Cuando no produce lo que esperabais, de mala gana la arrancáis y la echáis a la basura o al fuego,

¿Cómo creéis vosotros que Yo, vuestro Dios, vuestro Padre, quien os ha dado Gracias, Bendiciones, Mi Guía Amorosa, todo lo necesario para que podáis vivir y producir en la Tierra,

Me pueda sentir al ver que no deis fruto y es más, que muchas veces hasta os habéis hecho cómplices del Maligno para destruir Mis “plantitas”?Yo, como Padre amorosísimo y paciente, abono, riego y espero con ansía 1, 2, 3 o más años o toda vuestra vida, para que deis fruto.

Os ayudo en innumerables formas para que os acordéis de que ésta vida es para dar frutos y no la aprovecháis y hasta Me los negáis.

¿Qué puedo Yo hacer para lograr frutos de vosotros y poder posteriormente, regalaros bendiciones en Mi Reino Eterno?

No seáis plantas estériles y menos, cizaña.

Mi Amor es infinitamente paciente, pero Mi Santa Justicia es justa e irrevocable.
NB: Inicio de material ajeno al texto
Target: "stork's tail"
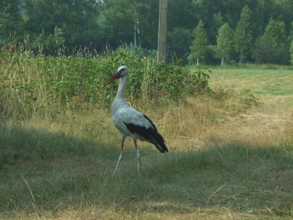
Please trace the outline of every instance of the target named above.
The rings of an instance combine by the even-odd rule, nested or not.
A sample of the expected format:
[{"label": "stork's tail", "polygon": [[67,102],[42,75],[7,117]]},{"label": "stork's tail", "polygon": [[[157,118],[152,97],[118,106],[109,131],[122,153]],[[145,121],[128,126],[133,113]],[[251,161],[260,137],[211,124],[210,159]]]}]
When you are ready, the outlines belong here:
[{"label": "stork's tail", "polygon": [[155,146],[161,153],[164,153],[165,151],[169,152],[168,149],[165,145],[164,143],[165,141],[162,136],[157,132],[156,133],[151,137],[152,140],[151,143]]}]

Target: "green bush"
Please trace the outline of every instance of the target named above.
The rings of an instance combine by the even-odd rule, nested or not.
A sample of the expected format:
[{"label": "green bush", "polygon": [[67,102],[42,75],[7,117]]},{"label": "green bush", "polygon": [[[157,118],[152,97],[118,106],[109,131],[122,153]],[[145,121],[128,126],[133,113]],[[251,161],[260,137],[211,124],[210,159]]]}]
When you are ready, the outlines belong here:
[{"label": "green bush", "polygon": [[[157,63],[149,57],[140,58],[123,49],[90,59],[10,53],[0,54],[7,64],[1,72],[0,85],[2,89],[17,91],[18,95],[25,92],[25,98],[29,101],[24,103],[28,104],[36,101],[35,97],[42,92],[62,103],[74,100],[110,104],[115,95],[118,80],[108,85],[104,82],[122,65],[130,70],[126,95],[135,98],[154,100],[163,97],[178,101],[188,95],[211,91],[207,69],[191,73],[184,67]],[[23,67],[18,68],[21,66]],[[17,74],[11,77],[16,69]]]}]

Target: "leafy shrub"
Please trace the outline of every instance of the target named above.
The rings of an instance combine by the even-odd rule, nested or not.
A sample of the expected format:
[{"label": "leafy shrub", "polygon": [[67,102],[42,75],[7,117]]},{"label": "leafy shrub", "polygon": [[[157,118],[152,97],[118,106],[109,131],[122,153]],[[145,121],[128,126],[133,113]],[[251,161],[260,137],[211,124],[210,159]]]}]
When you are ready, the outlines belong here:
[{"label": "leafy shrub", "polygon": [[[35,97],[41,94],[42,99],[50,97],[58,103],[109,104],[115,95],[119,81],[108,85],[104,82],[122,65],[128,66],[130,71],[126,95],[135,98],[153,100],[163,96],[178,101],[188,95],[211,91],[207,69],[191,73],[185,67],[157,63],[154,58],[140,58],[122,49],[91,59],[16,53],[0,56],[6,64],[0,74],[0,90],[9,88],[11,91],[18,91],[18,95],[25,92],[22,98],[28,101],[23,103],[28,105],[38,101]],[[16,74],[11,77],[11,72],[16,71]]]}]

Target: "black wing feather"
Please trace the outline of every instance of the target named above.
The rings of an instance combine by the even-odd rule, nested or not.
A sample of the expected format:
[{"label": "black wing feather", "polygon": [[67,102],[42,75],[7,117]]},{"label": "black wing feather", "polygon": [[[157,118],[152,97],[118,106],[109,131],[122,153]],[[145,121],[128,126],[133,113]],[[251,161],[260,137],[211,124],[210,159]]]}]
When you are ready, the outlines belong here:
[{"label": "black wing feather", "polygon": [[150,127],[147,128],[144,126],[140,126],[132,123],[128,123],[123,122],[127,129],[132,133],[136,133],[143,137],[148,142],[154,144],[161,153],[168,152],[168,149],[164,142],[165,141],[162,136],[158,132],[157,128],[150,119],[147,116],[144,115],[144,117],[150,122],[153,128]]}]

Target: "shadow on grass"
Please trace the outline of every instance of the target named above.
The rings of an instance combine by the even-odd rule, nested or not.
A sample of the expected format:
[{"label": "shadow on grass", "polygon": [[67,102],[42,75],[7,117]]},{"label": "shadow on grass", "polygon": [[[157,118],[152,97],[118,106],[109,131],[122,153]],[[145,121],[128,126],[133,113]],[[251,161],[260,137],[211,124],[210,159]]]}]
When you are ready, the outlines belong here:
[{"label": "shadow on grass", "polygon": [[293,155],[277,147],[231,142],[164,154],[143,147],[139,177],[135,151],[127,148],[111,179],[119,147],[45,130],[1,129],[3,213],[93,206],[180,213],[219,206],[292,214]]}]

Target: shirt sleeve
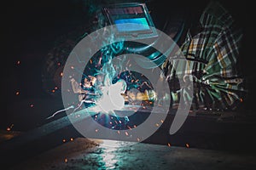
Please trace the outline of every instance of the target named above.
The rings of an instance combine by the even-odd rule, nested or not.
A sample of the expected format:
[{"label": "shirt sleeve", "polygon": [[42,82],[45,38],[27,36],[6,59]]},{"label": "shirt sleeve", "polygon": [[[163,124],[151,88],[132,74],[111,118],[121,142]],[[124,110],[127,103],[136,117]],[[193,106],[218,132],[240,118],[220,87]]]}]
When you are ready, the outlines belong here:
[{"label": "shirt sleeve", "polygon": [[[237,107],[245,93],[243,79],[237,71],[241,35],[241,31],[232,32],[229,28],[220,31],[212,48],[206,54],[208,62],[203,76],[196,77],[192,74],[183,78],[186,82],[179,84],[179,89],[171,89],[174,107],[179,102],[189,100],[193,100],[192,106],[196,109],[235,110]],[[170,80],[172,87],[173,82],[177,81]],[[188,93],[192,84],[193,94]]]}]

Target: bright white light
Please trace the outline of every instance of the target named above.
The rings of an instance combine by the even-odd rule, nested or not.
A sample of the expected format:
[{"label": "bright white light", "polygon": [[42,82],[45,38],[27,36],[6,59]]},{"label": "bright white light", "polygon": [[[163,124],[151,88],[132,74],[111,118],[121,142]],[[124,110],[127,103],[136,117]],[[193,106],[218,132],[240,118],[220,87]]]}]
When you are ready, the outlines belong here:
[{"label": "bright white light", "polygon": [[125,107],[125,99],[121,94],[126,89],[126,82],[119,80],[116,83],[102,87],[102,96],[96,102],[104,112],[121,110]]}]

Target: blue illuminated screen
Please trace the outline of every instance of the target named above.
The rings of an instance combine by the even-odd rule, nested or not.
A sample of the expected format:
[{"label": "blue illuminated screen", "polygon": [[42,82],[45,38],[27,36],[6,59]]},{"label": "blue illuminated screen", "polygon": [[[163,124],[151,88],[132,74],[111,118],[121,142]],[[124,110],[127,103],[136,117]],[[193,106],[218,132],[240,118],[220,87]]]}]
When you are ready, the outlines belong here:
[{"label": "blue illuminated screen", "polygon": [[[139,25],[131,25],[131,26],[125,26],[125,25],[122,25],[126,23]],[[145,18],[119,19],[114,20],[114,24],[116,24],[119,31],[139,31],[150,29]]]}]

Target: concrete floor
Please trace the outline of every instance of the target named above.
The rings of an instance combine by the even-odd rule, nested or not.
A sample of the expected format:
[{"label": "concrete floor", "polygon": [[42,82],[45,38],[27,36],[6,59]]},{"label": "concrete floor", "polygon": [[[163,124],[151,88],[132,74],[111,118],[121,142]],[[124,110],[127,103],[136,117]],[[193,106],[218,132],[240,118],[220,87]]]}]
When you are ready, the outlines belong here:
[{"label": "concrete floor", "polygon": [[227,151],[78,138],[12,170],[255,169],[256,156]]}]

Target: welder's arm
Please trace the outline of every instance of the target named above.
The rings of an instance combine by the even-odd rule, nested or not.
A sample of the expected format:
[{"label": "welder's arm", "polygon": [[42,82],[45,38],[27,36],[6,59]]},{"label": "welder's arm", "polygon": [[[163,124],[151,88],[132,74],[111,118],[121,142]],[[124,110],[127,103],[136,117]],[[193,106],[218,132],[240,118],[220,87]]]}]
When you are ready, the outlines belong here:
[{"label": "welder's arm", "polygon": [[[238,42],[230,32],[221,32],[211,51],[207,53],[208,63],[203,69],[203,76],[195,76],[184,79],[185,86],[180,89],[172,89],[172,102],[178,104],[181,97],[184,102],[193,99],[196,109],[234,110],[242,101],[244,95],[243,79],[238,75],[236,61],[238,57]],[[192,77],[192,78],[191,78]],[[189,82],[190,81],[190,82]],[[173,83],[174,82],[174,83]],[[175,80],[171,83],[175,84]],[[190,82],[190,83],[189,83]],[[193,96],[189,95],[189,84],[193,83]],[[188,86],[186,86],[186,84]]]}]

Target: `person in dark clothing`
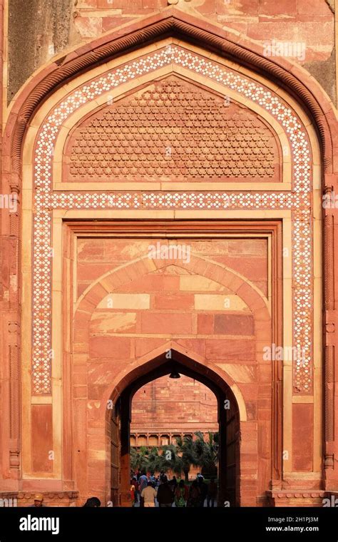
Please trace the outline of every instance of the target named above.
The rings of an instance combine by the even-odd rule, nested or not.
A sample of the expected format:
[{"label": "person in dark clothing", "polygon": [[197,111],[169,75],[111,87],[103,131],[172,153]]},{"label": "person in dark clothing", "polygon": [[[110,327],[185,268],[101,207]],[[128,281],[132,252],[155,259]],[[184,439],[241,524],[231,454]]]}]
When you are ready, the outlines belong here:
[{"label": "person in dark clothing", "polygon": [[91,497],[87,498],[83,504],[83,508],[99,508],[101,506],[101,501],[97,497]]},{"label": "person in dark clothing", "polygon": [[215,483],[213,478],[210,479],[210,483],[209,484],[209,487],[208,488],[208,495],[207,495],[207,506],[209,508],[209,506],[212,506],[212,508],[215,506],[215,501],[217,497],[217,484]]},{"label": "person in dark clothing", "polygon": [[200,502],[200,491],[197,480],[194,480],[189,489],[188,508],[197,508]]},{"label": "person in dark clothing", "polygon": [[156,498],[160,508],[171,508],[173,506],[175,496],[168,483],[166,476],[162,477],[162,484],[158,486]]},{"label": "person in dark clothing", "polygon": [[208,495],[208,486],[204,481],[204,479],[202,480],[199,486],[200,486],[200,508],[203,508],[204,501],[205,501],[205,498],[207,498],[207,495]]}]

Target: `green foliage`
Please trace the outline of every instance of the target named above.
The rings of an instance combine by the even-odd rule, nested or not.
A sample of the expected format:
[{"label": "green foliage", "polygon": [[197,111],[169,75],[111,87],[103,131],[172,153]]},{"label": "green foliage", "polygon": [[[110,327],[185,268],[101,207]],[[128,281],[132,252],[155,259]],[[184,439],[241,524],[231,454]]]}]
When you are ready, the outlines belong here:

No hay otras vidas, como algunas sectas o religiones creen, en las cuáles dicen que os iréis purificando hasta alcanzar la perfección. Esto es un error, ya que ellos buscan perfección humana.

La perfección consiste en encontrar el amor, Mi Amor; aceptarlo, abonarlo para que fructifique…

Y se transmita a otros para que ellos también puedan hacerlo crecer y lo hagan fructificar aún más, si es posible.

Vuestra misión es grandísima y Divina, porque todo se debe centrar en la producción y difusión de Mi Amor, que es Mi Vida Misma,

Si lográis esto en vosotros y en los demás, estaréis haciendo Mi Voluntad y Yo os recompensaré eternamente haciéndoos crecer por toda la eternidad, en Mi Amor Divino, el cuál no tiene fin.

La mayor alegría que pueda tener un alma, es la de vivir sumergida en Mi Amor.

Reflexionad hijitos Míos y poneos a producir, para que el Sembrador, que ya viene, no os encuentre sin frutos.Yo os bendigo y comparto Mis Dones a quienes con confianza Me los pide.

Venid a Mí y vivid en Mi Amor, dejándoMe que os colme de él y él mismo, por su acción vivificante os hará transmitirlo a los demás y así se  Mi Reino pronto se dará en el Mundo.

Recibid todos vosotros Mi Paz y Mi Amor, llevadlos a todos vuestros hermanos

Yo os Bendigo y os deseo de todo corazón, que Mi Amor, lo poquito que ahora entendéis y Mi Omnipotente Amor, esté con todos vosotros y con los vuestros

Recibid Mís Bendiciones y todo Mí Amor en la Santa Trinidad de AmorYo, Vuestro Dios y Señor, os espero al final del camino, camino angosto y pedregoso, difícil ciertamente;

pero llevadero y alegre, cuando es el Amor el que va acompañando al alma que transite por el.

Yo os Bendigo en Mí Santo Nombre, el Santo Nombre del Amor, en el de Mí Hijo, Verbo y Amor encarnado y en el del Espíritu Santo, Fuente Viva del Amor.